Taylor’s Scientific Management method taught that managers were the ones who had the expertise and context to figure out what should be done. It was thus their job to give detailed enough plans to employees to ensure they needed to make as few decisions on their own as possible.

Near the end of the list of Agile principles sits an oddly out of place tenet that SCRUM ignores:

The best architectures, requirements, and designs emerge from self-organizing teams.

Theoretically, it is possible to implement SCRUM as a way of tracking the work in self organizing empowered teams, but it doesn’t prescribe that and it’s rare to see. Most books on SCRUM come at it from the perspective of top-down management, not self-organization.

Agile was an important step forward in acknowledging the importance of testing and iterating based on customer feedback, but the vast majority of its implementations are targeted at increasing efficiency and control vs empowerment or self organizing teams. One of the founders of Agile agrees.

You can argue that the problem isn’t Agile itself but merely implementations like SCRUM. That nuance would be lost on most people, as SCRUM and Agile have nearly become synonymous. Unfortunately, as Agile became popular, it also became co-opted by traditional command-and-control mental models resulting in methodologies like SCRUM.

What’s the alternative? Check out Spotify or Yammer’s engineering methodologies. Or Holacracy if you want to get really crazy. What they have in common is this: instead of pushing work to individuals, they empower teams who are given more autonomy to decide what and how to build. Also, these teams are composed of people from different disciplines to ensure they’re able to do whatever is necessary without waiting for others to give permission or provide assistance.

Whether your organization is using SCRUM today or not, if you’re still feeling like you are moving too slowly and not building what your customers want, there are ways of experimenting with new models without trying to change everything at once.

Pick a project and put together a small dedicated team of people with all the skills required to do it, even if those people have different managers. Give them the problem and empower them to solve it however they see fit.

Ideally, the project would be short enough to quickly know if the experiment is working. If you’re uncomfortable giving them that power, you either didn’t pick the right people, or have to admit the problem may be with you. Calling it an “experiment” will make it easier to sell your ideas. You’ll likely find that a small, dedicated, cross-functional team of experts can accomplish a tremendous amount in a small time.

The next challenge is figuring out how to scale it when it works. This usually requires new solutions, which will cause new problems, which will require new solutions. It’s not easy, but the rewards are worth it.

You’ll know it’s working because your team will be coming up with more new ideas and getting those ideas in front of your customers faster than before. That’s the goal.

Of course, autonomy requires trust which requires shared context.

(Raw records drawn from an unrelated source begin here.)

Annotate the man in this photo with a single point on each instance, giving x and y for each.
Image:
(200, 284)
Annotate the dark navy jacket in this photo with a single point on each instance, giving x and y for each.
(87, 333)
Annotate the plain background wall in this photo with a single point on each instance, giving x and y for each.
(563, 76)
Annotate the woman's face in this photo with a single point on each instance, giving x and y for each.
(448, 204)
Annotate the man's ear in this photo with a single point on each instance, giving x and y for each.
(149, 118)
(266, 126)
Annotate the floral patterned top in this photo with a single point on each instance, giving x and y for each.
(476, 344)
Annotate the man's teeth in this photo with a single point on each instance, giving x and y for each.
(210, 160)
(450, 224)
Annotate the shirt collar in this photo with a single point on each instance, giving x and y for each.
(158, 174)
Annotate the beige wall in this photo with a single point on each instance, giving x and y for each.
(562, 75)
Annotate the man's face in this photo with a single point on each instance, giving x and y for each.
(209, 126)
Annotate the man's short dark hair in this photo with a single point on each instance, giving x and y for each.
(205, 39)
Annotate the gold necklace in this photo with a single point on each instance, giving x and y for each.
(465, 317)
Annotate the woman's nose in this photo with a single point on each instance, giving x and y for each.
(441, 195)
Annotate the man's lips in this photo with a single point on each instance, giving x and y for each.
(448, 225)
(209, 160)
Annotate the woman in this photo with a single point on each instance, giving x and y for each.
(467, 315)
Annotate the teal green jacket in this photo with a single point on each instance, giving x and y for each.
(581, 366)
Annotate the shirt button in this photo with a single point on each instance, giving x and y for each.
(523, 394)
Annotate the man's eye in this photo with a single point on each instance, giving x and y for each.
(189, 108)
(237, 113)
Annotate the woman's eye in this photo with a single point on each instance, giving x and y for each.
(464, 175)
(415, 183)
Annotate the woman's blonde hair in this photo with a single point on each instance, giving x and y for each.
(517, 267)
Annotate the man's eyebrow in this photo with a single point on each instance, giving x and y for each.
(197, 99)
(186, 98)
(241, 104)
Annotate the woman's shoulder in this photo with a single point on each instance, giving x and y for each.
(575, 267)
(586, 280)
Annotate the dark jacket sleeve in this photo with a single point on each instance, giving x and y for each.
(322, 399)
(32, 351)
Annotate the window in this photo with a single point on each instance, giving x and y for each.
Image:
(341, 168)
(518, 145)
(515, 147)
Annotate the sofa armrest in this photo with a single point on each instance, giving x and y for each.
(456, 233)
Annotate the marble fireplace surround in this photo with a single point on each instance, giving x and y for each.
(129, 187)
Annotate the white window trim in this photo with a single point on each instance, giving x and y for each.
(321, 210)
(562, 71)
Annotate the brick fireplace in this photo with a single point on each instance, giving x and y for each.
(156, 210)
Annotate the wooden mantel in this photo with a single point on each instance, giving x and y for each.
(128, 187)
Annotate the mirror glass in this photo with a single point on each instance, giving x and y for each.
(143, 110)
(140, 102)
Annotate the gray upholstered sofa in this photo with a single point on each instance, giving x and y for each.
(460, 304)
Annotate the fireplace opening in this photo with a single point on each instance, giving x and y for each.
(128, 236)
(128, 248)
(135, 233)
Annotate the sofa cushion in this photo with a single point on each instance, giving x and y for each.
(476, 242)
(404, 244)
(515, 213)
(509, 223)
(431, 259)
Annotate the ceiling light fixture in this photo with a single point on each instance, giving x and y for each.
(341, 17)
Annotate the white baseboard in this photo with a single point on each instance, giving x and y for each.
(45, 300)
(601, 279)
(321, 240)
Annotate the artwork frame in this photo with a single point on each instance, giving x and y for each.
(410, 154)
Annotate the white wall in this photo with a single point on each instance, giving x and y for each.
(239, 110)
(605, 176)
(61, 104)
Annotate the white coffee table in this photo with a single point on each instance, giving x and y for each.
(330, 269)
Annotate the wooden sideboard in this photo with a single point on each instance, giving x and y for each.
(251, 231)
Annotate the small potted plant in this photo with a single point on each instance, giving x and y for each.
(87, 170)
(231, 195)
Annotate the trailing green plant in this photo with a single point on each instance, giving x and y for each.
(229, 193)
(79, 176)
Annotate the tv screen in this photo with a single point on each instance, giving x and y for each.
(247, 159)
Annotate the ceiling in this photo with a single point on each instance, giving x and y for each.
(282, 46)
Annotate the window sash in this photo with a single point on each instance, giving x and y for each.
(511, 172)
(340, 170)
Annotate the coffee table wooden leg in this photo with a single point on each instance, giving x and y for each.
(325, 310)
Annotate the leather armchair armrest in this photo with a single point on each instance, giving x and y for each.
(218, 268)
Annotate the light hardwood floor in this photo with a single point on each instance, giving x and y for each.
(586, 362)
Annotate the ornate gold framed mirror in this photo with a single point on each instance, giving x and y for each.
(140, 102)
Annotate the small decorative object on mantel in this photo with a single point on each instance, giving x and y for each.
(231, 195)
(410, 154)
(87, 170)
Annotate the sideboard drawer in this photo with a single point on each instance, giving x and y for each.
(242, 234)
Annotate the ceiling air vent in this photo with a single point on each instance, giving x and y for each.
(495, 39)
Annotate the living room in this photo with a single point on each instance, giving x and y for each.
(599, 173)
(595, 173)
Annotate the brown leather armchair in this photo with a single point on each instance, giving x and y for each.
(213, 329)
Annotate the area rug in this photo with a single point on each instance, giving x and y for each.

That’s why these newer models depend on full transparency to keep everyone in the loop. At Yammer, we made project teams short-lived so that people have more opportunity to work and learn from a diverse set of people, but that’s just one way to go about it.

Finally, it’s not enough for management to be the voice of the customer. Engineers and designers themselves must understand and be able to empathize with the pains and goals of the people they are building for.

Agile represented an important step our shift away from industrial era organizations and practices. But if you want to create an organization built for the 21st century you will need to look beyond Agile towards newer models that distribute authority, are self-organizing and truly invite your customers, partners and employees to own the process.